- Talwari Location in Haryana, India
- Coordinates: 29°47′21″N 75°47′32″E﻿ / ﻿29.78914°N 75.79218°E
- Country: India
- State: Haryana
- District: Fatehabad

Government
- • Type: Village Council
- • Body: Gram Panchayat
- Elevation: 232 m (761 ft)

Population (2011)
- • Total: 1,504

Languages
- • Official: Punjabi, Hindi, Bagri
- Time zone: UTC+5:30 (IST)
- PIN: 125133
- Telephone code: +01749
- Vehicle registration: HR 23

= Talwari =

Talwari is a village in Jakhal Tehsil of Fatehabad District of the state of Haryana, India. It belongs to Hisar Division.
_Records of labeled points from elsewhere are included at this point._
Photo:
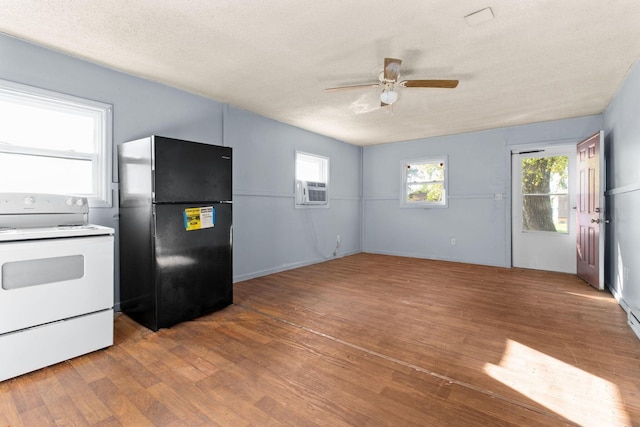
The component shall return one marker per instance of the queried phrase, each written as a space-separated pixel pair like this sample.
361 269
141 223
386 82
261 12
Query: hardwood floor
360 340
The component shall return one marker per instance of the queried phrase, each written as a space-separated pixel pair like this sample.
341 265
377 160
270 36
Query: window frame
325 162
101 157
404 191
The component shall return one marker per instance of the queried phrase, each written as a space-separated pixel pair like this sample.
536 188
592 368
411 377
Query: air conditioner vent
311 193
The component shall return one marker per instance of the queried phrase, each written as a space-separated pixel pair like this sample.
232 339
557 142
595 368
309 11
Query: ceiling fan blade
446 84
392 68
362 86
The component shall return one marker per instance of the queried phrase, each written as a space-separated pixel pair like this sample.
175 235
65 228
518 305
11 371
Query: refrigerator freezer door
193 266
190 171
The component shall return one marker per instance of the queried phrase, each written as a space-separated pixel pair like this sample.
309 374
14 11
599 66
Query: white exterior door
543 203
591 204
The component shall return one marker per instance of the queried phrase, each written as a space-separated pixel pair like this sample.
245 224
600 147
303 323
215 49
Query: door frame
537 145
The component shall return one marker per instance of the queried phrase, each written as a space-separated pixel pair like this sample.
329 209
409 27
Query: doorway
543 202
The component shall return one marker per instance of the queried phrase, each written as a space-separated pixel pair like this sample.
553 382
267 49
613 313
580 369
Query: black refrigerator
175 230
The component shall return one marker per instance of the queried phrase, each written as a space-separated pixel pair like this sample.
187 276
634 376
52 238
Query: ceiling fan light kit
388 96
388 78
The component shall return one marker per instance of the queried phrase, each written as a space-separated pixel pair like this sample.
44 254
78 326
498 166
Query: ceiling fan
389 79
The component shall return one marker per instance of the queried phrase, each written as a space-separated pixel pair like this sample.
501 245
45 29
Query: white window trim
304 205
102 158
403 180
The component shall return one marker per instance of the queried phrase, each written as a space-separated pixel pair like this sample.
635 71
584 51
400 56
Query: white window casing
424 182
55 143
311 180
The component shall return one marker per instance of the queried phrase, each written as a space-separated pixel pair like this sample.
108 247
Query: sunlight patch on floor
570 392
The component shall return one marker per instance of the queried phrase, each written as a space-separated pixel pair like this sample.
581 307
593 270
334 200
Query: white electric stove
56 282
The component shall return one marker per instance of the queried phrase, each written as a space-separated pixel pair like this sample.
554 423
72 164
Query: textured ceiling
537 60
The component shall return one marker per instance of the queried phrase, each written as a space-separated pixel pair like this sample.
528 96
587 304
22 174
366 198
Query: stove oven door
46 280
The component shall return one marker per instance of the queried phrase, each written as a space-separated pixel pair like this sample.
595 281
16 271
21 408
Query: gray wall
479 173
269 234
622 149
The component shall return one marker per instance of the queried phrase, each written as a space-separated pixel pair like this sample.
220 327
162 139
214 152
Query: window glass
545 194
312 179
54 143
424 182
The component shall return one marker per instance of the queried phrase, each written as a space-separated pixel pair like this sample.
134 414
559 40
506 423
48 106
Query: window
54 143
424 182
545 193
312 179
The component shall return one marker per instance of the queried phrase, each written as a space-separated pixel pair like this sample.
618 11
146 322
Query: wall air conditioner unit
311 193
634 321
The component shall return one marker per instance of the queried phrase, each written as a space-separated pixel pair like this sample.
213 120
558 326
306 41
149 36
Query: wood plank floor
364 340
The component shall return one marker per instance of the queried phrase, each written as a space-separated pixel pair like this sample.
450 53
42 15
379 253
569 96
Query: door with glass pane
543 215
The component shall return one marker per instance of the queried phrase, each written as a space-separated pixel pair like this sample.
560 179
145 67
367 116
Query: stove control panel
33 203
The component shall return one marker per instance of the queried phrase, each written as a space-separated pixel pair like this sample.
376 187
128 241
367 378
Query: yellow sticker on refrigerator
199 218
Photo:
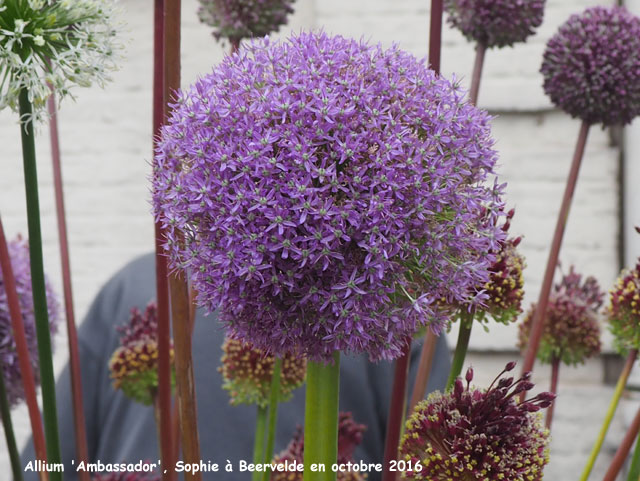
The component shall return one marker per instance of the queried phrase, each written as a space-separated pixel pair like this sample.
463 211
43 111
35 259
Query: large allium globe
328 192
19 254
478 435
238 19
495 23
591 66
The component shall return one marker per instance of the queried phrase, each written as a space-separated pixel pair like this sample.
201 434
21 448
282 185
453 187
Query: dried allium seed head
474 435
495 23
591 66
247 373
571 328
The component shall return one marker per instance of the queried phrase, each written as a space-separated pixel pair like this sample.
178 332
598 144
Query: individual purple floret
591 66
328 192
495 23
238 19
19 253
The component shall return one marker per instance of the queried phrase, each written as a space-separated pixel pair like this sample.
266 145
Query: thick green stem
38 285
274 396
622 382
321 420
634 470
258 442
466 323
14 456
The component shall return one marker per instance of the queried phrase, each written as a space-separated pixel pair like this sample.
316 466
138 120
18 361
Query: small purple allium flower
475 435
329 192
571 328
238 19
134 365
19 254
495 23
349 437
624 310
591 66
247 373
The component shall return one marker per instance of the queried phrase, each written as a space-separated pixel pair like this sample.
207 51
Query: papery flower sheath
624 310
591 66
495 23
349 437
471 434
247 373
19 254
328 193
238 19
63 43
134 365
571 327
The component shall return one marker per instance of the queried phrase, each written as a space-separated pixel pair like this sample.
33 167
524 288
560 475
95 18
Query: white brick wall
106 148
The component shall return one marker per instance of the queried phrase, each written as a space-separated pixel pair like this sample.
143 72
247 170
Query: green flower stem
466 323
38 285
8 431
274 396
258 442
622 382
321 419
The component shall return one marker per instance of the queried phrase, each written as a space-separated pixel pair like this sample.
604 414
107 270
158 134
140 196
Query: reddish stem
621 455
537 325
481 49
555 371
22 350
82 451
396 412
424 369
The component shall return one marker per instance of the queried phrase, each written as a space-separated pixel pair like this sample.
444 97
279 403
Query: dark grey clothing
119 430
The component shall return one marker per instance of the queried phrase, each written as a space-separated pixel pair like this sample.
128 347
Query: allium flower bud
624 311
62 43
247 373
328 192
571 328
238 19
591 67
134 365
475 435
19 254
349 437
495 23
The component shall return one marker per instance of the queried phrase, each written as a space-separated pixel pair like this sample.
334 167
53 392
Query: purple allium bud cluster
238 19
329 192
591 66
349 437
19 254
134 365
495 23
247 373
571 328
624 310
475 435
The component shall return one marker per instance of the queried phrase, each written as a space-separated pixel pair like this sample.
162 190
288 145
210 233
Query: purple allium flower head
495 23
571 327
329 192
476 435
134 364
19 253
591 66
238 19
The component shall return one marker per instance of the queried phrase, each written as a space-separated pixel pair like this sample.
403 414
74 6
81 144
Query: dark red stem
82 451
537 325
555 371
396 412
22 349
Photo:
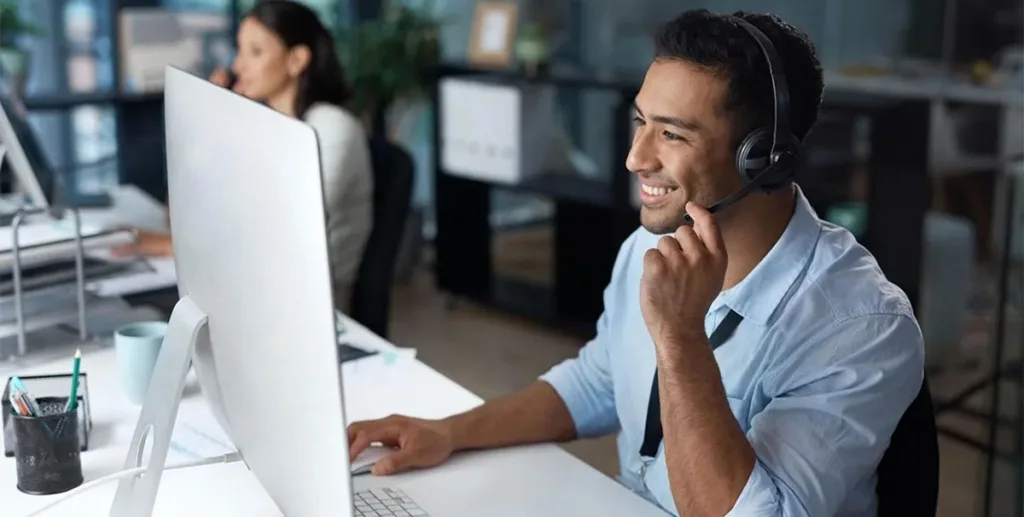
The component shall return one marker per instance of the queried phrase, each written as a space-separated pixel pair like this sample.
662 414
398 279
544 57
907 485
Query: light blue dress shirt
826 359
The places like Sadhanwas (2 km), Jakhal (3 km), Jakhal Mandi are the nearby to Talwari.
Talwari is surrounded by Tohana Tehsil towards South, Lehragaga Tehsil towards North, Andana Tehsil towards East, Budhlada Tehsil towards west.
Talwari Pin code is 125133 and postal head office is Jakhal Mandi .
This Place is in the border of the Fatehabad District and Sangrur District. Sangrur District is North towards this place . It is near to the Punjab State Border.

==Demographics==

Talwari's total population is 1504 and number of houses is 277. Female population is 48.3%. Village literacy rate is 50.5% and the female literacy rate is 20.7%.